If you are interested in advertising with Credit Matters, please contact Kim and see what he can do for you. You will be surprised at the very reasonably priced packages which can be arranged to promote your business.
“If you lose money for the firm I will be understanding. If you lose reputation I will be ruthless.”
There are two important business aspects to this month’s quote of the month.The first aspect is the possible loss of money and the second is reputation.
In talking about losing money, we are not talking about the loss of money through stupidity, bad operating processes, bad management, a refusal to learn from experience or fraud. We are talking about the losses which come about by taking well thought out strategies which do not work out as intended or when extending credit.
The realities of business are; not everything we strive for will work out. At times, our efforts may cause a loss to the business. If we have done our homework properly however, there is much to learn from these failures. It is these situations in which Warren Buffet’s quote refers to and is so important for all business managers to understand.
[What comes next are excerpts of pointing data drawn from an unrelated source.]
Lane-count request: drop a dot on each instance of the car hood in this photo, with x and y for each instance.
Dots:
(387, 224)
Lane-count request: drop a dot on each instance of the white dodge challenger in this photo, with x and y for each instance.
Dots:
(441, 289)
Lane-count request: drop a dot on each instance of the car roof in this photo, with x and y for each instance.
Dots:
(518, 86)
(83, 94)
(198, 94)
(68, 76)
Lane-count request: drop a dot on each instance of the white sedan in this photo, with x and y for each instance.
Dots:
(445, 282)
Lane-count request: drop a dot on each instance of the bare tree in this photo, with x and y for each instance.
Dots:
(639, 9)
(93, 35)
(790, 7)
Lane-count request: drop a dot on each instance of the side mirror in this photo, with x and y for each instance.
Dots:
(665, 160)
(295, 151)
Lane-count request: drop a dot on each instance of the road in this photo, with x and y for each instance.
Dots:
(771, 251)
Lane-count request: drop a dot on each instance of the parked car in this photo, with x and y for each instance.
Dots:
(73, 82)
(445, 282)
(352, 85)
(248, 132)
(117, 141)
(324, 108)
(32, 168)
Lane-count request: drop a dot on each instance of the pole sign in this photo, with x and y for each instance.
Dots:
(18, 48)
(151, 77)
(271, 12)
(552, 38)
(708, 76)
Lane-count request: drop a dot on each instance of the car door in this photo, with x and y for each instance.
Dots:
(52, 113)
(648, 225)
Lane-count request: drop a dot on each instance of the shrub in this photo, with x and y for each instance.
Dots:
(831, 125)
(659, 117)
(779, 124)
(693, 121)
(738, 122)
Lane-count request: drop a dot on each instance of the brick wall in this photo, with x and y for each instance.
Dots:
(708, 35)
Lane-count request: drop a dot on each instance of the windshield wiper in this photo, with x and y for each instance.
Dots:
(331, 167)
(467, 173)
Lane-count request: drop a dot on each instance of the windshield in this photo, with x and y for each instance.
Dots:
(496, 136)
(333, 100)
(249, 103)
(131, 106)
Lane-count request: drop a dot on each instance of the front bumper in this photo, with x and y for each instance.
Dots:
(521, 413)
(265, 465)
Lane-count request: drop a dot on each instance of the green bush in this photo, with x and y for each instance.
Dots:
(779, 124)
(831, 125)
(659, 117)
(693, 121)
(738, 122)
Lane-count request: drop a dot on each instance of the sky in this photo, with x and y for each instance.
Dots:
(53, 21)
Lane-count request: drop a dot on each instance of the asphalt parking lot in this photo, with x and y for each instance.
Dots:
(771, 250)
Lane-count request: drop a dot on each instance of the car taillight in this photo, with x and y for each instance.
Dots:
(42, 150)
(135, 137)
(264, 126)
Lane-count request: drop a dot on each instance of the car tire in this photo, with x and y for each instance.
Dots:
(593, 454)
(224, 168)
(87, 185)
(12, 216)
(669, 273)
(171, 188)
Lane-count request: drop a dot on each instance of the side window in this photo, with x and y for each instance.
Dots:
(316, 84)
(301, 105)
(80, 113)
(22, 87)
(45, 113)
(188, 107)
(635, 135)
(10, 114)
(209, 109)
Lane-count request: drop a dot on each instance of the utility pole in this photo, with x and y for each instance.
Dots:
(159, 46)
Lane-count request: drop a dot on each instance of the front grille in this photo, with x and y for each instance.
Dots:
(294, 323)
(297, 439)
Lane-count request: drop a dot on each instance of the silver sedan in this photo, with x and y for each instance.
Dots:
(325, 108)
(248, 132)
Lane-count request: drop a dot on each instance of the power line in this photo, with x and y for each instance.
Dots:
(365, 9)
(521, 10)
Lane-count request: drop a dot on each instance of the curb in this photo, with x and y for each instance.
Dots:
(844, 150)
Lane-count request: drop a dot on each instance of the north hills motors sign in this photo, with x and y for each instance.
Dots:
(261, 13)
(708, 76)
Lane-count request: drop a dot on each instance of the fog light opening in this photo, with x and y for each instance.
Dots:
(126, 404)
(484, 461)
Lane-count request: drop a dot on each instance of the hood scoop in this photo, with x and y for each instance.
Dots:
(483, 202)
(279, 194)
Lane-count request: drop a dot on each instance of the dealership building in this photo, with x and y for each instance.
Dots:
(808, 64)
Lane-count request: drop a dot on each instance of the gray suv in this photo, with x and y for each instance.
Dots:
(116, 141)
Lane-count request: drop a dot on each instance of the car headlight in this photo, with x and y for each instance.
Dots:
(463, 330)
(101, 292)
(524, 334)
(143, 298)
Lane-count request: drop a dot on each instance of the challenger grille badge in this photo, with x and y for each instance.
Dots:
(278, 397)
The issue with reputation however, is the crux of all long-term business success. Your reputation is worth dollars in the bank. As we also well know, your reputation is so easy to lose and so hard to restore.
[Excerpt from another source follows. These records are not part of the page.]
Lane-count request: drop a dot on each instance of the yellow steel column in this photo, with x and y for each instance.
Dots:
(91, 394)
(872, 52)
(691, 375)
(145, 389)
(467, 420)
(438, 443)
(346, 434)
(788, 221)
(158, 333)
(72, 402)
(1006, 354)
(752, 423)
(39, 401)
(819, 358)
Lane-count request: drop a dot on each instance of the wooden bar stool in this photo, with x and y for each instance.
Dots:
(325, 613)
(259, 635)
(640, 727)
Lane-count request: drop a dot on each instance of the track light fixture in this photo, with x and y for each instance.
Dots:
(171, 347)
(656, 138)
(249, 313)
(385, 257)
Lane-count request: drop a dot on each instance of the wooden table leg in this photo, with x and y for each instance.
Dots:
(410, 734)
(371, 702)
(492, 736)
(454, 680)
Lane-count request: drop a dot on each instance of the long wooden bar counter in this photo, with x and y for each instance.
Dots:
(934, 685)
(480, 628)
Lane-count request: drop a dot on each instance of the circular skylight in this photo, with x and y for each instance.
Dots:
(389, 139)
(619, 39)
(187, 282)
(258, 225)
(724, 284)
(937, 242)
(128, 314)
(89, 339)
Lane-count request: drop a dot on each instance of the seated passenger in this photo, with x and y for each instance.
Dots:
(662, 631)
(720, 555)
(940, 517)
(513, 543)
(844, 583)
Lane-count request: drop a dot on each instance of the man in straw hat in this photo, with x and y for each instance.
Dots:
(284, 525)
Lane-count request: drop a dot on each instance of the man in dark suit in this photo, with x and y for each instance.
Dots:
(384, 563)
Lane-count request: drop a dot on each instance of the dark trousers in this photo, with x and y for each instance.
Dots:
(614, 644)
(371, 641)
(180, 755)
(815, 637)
The parties which most value your business’s reputation are your financiers, suppliers, customers, the general public, and equally important, your employees. Each party in their own way will work with your business for mutual benefit when your business has a good reputation.
When your business has a bad reputation, each of the aforementioned parties will only work with your business, if they believe they can make money out of the relationship, irrespective of the benefit to your business.
At the end of the day, a business with a poor reputation rarely survives over the long term or maximises its profit potential. A business with a good reputation however, is likely to survive over the long-term, even when business circumstances are poor. In the good times however, these same businesses are more than likely will be able to maximise its profits.
This month’s quote from Warren Buffet contains two important aspects of business. The first is the possible loss of money and the second is reputation. Losing money is never good, however it can be tolerated to some degree if a business lesson is learnt. Reputation loss however, is never excusable.
Is it better to save money by working short-staffed or to save money across the business by employing enough people to get the work done right the first time and in a timely manner?
By working short-staffed and “harder and meaner”, you can easily identify what you are spending. What you cannot measure are the increased expenses because of tired or disenfranchised employees, lost profits by working inefficiently, lost sales and loss of your organisation’s reputation.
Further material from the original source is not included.